Many Inpatient Rehabilitation Facility Stays Did Not Meet Medicare Coverage and Documentation Requirements
Our prior reviews have found that some hospitals did not comply with Medicare coverage and documentation requirements for inpatient rehabilitation facilities (IRFs). CMS’s Comprehensive Error Rate Testing (CERT) program found that the error rate for IRFs increased, ranging from 9 percent in 2012 to a high of 62 percent in 2016. Our objective was to determine whether IRFs complied with Medicare coverage and documentation requirements for fee-for-service (FFS) claims for services provided in 2013.
Our audit covered $6.75 billion in Medicare payments to 1,139 IRFs nation-wide for 370,872 IRF stays. We selected for review a stratified random sample of 220 IRF claims (IRF stays) totaling almost $11.3 million in payments to 164 IRFs for calendar year 2013, the most recent claims data available at the time the audit started. We used an independent medical review contractor to determine whether the medical records for the sampled IRF stays met coverage requirements.
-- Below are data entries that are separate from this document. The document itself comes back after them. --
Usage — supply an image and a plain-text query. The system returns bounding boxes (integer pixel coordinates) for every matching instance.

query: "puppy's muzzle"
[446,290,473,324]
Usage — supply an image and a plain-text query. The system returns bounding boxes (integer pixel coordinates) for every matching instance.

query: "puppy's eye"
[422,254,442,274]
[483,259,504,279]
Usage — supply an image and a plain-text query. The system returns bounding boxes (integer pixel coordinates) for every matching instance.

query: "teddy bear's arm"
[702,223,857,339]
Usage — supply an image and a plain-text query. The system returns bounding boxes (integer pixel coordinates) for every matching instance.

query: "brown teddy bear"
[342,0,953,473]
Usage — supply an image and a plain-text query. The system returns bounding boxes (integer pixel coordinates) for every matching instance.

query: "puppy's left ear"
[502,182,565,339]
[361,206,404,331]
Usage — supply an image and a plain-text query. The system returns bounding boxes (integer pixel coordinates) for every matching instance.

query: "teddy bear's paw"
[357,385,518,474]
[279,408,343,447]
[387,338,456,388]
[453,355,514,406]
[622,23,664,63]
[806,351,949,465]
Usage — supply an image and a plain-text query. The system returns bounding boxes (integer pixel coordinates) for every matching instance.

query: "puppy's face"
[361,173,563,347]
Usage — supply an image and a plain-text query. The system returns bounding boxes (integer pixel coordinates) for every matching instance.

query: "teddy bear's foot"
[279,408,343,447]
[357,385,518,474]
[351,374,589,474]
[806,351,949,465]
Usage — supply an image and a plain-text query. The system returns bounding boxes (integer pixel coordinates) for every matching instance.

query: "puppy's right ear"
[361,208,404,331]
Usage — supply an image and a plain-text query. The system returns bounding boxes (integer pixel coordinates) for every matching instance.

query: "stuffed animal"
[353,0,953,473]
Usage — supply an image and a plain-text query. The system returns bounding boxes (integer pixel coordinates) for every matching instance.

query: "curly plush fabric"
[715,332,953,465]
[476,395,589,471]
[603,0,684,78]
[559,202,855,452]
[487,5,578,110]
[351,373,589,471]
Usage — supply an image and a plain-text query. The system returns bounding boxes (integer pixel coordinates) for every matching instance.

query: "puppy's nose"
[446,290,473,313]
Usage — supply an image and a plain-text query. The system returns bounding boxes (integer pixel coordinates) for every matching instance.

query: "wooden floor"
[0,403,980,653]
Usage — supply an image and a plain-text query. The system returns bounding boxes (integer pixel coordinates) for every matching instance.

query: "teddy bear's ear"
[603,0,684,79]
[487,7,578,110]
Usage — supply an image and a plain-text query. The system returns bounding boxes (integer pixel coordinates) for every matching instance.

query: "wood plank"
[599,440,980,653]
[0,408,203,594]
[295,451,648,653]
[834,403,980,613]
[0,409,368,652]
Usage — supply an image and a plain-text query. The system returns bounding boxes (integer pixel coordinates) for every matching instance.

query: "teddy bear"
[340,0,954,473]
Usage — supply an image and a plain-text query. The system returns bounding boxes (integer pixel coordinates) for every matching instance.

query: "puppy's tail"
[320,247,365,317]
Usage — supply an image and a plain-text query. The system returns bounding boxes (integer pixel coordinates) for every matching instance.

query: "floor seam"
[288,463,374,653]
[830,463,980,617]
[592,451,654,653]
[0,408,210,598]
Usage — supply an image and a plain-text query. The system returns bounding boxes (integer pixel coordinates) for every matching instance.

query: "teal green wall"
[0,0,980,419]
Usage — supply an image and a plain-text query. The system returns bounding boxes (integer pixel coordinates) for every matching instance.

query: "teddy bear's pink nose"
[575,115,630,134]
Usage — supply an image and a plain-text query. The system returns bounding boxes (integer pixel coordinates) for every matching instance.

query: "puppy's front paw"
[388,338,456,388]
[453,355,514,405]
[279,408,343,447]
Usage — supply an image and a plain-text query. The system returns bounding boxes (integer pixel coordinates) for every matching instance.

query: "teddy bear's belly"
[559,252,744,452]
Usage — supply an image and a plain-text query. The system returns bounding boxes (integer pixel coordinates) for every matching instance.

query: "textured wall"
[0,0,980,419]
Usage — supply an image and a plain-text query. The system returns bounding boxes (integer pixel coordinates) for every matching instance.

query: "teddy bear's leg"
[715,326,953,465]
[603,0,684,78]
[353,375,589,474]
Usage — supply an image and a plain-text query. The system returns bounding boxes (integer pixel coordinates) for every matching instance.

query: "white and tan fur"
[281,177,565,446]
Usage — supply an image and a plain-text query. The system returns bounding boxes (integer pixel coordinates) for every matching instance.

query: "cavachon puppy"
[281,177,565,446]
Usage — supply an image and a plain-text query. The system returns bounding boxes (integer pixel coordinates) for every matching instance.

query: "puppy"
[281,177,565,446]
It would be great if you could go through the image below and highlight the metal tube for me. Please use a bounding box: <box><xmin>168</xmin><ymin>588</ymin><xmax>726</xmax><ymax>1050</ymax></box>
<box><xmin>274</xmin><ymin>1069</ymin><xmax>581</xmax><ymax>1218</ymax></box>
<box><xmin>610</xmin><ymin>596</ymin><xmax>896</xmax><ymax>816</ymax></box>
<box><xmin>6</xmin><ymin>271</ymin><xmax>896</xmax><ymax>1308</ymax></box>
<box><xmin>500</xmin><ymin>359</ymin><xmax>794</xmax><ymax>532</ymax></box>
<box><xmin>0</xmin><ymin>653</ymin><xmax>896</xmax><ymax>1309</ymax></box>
In addition, we determined whether the medical records complied with Federal documentation requirements.
IRFs complied with all Medicare coverage and documentation requirements specified for reasonable and necessary care for 45 of the 220 sampled stays. However, for 175 of the sampled stays, corresponding to 135 IRFs, medical record documentation did not support that IRF care was reasonable and necessary in accordance with Medicare’s requirements. These errors occurred because many IRFs did not have adequate internal controls to prevent inappropriate admissions; Medicare Part A FFS lacked a prepayment review for IRF admissions; CMS’s extensive educational efforts and postpayment reviews were unable to control an increasing improper payment rate reported by CERT since our 2013 audit period; administrative law judge (ALJ) hearings for IRF appeals did not always involve CMS participation to ensure that Medicare coverage and documentation requirements were accurately interpreted; and the IRF payment system did not align cost with payments, which may have provided IRFs with a financial incentive to admit patients inappropriately. On the basis of our sample results, we estimated that Medicare paid IRFs nation-wide $5.7 billion for care to beneficiaries that was not reasonable and necessary.
We recommend that CMS (1) educate IRF clinical and billing personnel on Medicare coverage and documentation requirements and work with providers to develop best practices to improve internal controls; (2) increase oversight activities for IRFs, such as postpayment medical review; (3) work with the Office of Medicare Hearings and Appeals to ensure that Medicare coverage and documentation requirements for IRF care are fairly represented at ALJ hearings; and (4) reevaluate the IRF payment system, which could include a demonstration project requiring preauthorization for Medicare Part A FFS IRF stays modeled on Medicare Advantage practices, a study of the relationship between IRF PPS payments and costs and implementation of any steps necessary to more closely align them, and a consideration of the high error rate found in this report and CERT reviews in future acute inpatient rehabilitation service payment reform. In its written comments on our draft, CMS concurred with our recommendations, described actions that it planned to take to address them, and reiterated its commitment to providing Medicare beneficiaries with high-quality healthcare while preventing improper payments.